Koning Joas van Juda
Joas wordt koning van Juda
1-2 Joas werd koning van Juda toen Jehu zeven jaar koning van Israël was. Joas was toen zeven jaar oud. Hij regeerde veertig jaar vanuit Jeruzalem. Zijn moeder heette Sibja, en ze kwam uit de stad Berseba.
Joas is een goede koning
3 Joas deed zijn hele leven wat de Heer wilde. Jojada, de hogepriester, had hem dat geleerd. 4 Maar toch verdwenen de offerplaatsen niet, het volk bleef daar offers brengen.
Het geld van de tempel
5-6 Joas zei tegen de priesters van de tempel in Jeruzalem: ‘Jullie mogen al het geld houden dat bij de tempel binnenkomt. Alles wat jullie persoonlijk ontvangen. Dat is het geld dat mensen als belasting aan jullie betalen, en het geld dat ze vrijwillig naar de tempel brengen. Maar dan moeten jullie er wel voor zorgen dat de tempel hersteld wordt.’
De tempel wordt niet hersteld
7 Maar toen Joas 23 jaar koning was, was de tempel nog steeds niet hersteld. De priesters hadden er nog niets aan gedaan.
8 Toen liet Joas hogepriester Jojada en de andere priesters bij zich komen. Hij zei: ‘Waarom zorgen jullie niet dat de tempel hersteld wordt? Voortaan mogen jullie het geld dat jullie ontvangen, niet meer zelf houden. Het moet apart gehouden worden voor het werk aan de tempel.’
9 De priesters vonden dat goed. Ze zouden geen geld meer aannemen van de mensen. En ze zouden ook niet meer zelf voor het herstel van de tempel zorgen.
Het geld gaat in een kist
10 Hogepriester Jojada maakte een gat in het deksel van een kist.

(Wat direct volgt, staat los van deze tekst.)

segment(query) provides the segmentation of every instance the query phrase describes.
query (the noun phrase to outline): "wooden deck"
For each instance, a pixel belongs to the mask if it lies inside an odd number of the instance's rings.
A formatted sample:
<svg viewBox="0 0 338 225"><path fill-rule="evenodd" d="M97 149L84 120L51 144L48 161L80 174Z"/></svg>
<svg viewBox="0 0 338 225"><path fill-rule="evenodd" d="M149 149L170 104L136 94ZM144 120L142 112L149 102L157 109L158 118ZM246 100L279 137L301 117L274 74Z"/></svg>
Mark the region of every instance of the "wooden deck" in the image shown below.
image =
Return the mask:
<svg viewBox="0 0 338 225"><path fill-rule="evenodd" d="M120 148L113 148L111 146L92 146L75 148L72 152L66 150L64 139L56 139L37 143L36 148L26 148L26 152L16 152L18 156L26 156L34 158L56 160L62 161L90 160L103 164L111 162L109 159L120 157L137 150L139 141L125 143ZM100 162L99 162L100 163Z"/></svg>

Hij zette die kist neer bij het altaar, rechts bij de ingang van de tempel. De priesters die de ingang bewaakten, deden al het geld voor de tempel in de kist. 11 Als ze zagen dat er veel geld in zat, lieten ze de hogepriester en de schrijver van de koning komen. Die telden het geld, en deden het in zakjes.
Het geld wordt gebruikt voor de tempel
12-13 Daarna ging het geld naar de mannen die het werk aan de tempel controleerden. Zij betaalden er de arbeiders mee: de timmermannen, de metselaars, de mannen die de stenen op maat hakten, en alle andere arbeiders. Ze gebruikten het geld ook om stenen en hout te kopen, en wat er nog meer nodig was. Daarmee kon de tempel van de Heer hersteld worden.
14 Het geld werd niet gebruikt voor zilveren schalen, messen, offerschalen, trompetten of andere dingen van zilver of goud. 15 Het ging allemaal naar de mannen die het werk aan de tempel van de Heer controleerden. 16 Die mannen hoefden niet te vertellen wat er precies met het geld gedaan was. Want ze waren eerlijk en betrouwbaar.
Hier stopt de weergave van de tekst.